Jay-Bruce

The New York Mets and their fans are hoping Jay Bruce‘s arrival to Citi Field is not posthumous for their season.  They enter play after last nights loss to the Yankees 7.5 Games back in the division and 2.5 out of the second wildcard spot.  They are further out of contention for a division crown then their opponents, who ironically were sellers at the deadline.

The Mets are also rapidly approaching the worst mark in Major League Baseball history while hitting with two outs and runners in scoring position.  Their anemic .170 average in such situations is alarmingly close to the 1965 Houston Astros .167 clip, the team that currently owns this notorious distinction.  The Mets failure to tack on more runs in the 6th inning of Monday’s subway series opener contributed to the problem further, as did James Loney being stranded in scoring position by three consecutive batters to end the game.

To review, heading into play against the Yankees on Tuesday, the Mets average with runners in scoring position was .205. If the season concluded today, this would rank the 2016 Mets as the second worst mark in the in the history of Major League Baseball.

That’s how bad the Mets have been as a situational hitting team this season, a team that had expectations to play deep into October.

.Jay Bruce arrives to hopefully be the panacea to what has plagued this floundering club; Hitting with runners in scoring position. Bruce is a .360 hitter with runners in scoring position this season, and leads the National League with 80 RBI.

The club’s epic struggles with runners in scoring position has been widely publicized and discussed throughout the 2016 season. Terry Collins has mentioned a need for his club’s situational hitting to improve as well, going further to comment during a post-game press conference after a loss to the Rockies that it is indeed possible said struggles are weighing on the hitters in run scoring situations.

How much would some production in these spots have helped thus far? Let me show you….

-30- The Proposition

For this proposition, let’s assume the Mets had 30 more hits with runners in scoring through their first 105 games and for every one of those hits they scored 1.25 runs on average, which could be a modest approximation but taking into account the variable being the number of runners on second and/or third in any one of those 30 opportunities.

Thirty more of these situational hits, bringing their season total to 184 with runners in scoring position, would make their average in such spots .245, which is still below the league average mark of .256, which coincidentally the Washington Nationals sit at exactly. .

These thirty hits, resulting in a conservatively estimated 1.25 runs per hit, would bring the Mets total runs scored up from 386 to 423, STILL 30 runs below the league average. And according to the Pythagorean expectation, the increased run differential would have improved their winning percentage from .514 to .561 to-date. Such a run differential, assuming all things are equal with the Nationals, would place them two games behind their rival in the loss column on the day after the trade deadline.

And it’s not such a drastic leap for the Mets to have taken.

These 30 additional hits with runners in scoring position equates to only 1 more hit every 3.5 games.
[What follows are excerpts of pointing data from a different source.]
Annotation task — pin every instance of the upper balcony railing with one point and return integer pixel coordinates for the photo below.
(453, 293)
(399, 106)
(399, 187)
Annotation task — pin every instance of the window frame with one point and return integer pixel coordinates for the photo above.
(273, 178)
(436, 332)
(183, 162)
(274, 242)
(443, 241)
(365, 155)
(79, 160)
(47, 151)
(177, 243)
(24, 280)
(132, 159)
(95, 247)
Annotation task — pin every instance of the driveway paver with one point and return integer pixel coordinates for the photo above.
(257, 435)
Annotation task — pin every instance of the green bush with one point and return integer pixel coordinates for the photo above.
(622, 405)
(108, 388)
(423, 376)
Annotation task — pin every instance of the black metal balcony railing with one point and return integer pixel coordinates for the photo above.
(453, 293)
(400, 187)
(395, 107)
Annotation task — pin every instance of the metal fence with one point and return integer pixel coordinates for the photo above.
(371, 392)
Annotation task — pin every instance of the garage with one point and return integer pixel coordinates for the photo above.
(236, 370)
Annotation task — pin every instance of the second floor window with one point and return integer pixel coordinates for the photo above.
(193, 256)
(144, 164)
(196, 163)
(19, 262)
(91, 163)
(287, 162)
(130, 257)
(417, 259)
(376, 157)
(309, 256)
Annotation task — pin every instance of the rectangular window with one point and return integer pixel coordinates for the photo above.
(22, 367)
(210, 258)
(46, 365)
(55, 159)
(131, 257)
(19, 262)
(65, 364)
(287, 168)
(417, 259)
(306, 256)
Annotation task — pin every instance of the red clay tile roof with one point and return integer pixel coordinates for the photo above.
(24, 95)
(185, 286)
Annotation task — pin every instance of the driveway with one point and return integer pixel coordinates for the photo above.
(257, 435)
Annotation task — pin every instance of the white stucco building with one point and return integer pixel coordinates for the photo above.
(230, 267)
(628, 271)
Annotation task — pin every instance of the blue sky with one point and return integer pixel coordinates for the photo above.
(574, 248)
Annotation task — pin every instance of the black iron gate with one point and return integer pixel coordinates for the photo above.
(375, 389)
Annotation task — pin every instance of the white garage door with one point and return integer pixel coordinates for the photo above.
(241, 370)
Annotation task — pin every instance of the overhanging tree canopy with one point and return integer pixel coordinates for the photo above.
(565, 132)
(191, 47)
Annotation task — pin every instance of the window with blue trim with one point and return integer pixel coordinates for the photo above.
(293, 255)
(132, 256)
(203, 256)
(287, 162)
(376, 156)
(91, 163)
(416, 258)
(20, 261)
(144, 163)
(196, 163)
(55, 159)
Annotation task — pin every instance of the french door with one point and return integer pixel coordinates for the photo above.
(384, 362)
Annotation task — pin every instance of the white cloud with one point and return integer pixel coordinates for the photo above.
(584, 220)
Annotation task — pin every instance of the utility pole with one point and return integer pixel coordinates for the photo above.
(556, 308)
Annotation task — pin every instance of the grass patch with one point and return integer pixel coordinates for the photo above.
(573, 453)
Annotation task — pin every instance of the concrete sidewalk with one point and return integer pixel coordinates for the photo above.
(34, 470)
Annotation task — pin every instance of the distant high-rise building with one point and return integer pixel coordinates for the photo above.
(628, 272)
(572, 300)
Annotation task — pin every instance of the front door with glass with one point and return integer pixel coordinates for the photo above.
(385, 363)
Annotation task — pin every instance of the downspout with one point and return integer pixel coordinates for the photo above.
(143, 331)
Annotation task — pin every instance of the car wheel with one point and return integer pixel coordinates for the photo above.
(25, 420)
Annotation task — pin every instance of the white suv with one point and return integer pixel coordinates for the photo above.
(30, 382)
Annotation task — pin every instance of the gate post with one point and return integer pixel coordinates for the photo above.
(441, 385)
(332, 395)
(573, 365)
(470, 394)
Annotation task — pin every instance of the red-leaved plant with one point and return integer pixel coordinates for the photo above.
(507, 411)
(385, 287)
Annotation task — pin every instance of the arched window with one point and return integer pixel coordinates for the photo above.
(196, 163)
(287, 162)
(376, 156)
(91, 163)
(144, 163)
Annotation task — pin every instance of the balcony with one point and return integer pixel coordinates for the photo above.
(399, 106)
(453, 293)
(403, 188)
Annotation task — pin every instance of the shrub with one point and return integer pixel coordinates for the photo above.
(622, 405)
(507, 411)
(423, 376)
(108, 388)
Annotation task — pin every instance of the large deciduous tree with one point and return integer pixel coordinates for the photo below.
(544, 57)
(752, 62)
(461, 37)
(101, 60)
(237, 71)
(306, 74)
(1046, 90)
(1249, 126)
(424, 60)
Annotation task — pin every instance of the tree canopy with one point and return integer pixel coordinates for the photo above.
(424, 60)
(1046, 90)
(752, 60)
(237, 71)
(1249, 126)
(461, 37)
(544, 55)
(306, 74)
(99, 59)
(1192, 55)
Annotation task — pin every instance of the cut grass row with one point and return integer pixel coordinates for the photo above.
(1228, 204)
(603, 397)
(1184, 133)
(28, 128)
Essentially, a little less than one hit with runners in scoring position per series would have changed the fortunes of the Mets dramatically to this point in the season.

But it’s for this reason alone, along with the Mets established championship-caliber pitching staff, why the injured and floundering Mets should in no way mail the season in just yet.

The ultimate randomness of their inability to succeed with runners in scoring position suggests they can only improve from here. The Mets owe it to the science of baseball to take their chances and acquire better run producers to counteract the injury plague on the basic ability to be better situational hitters, and a little luckier as well.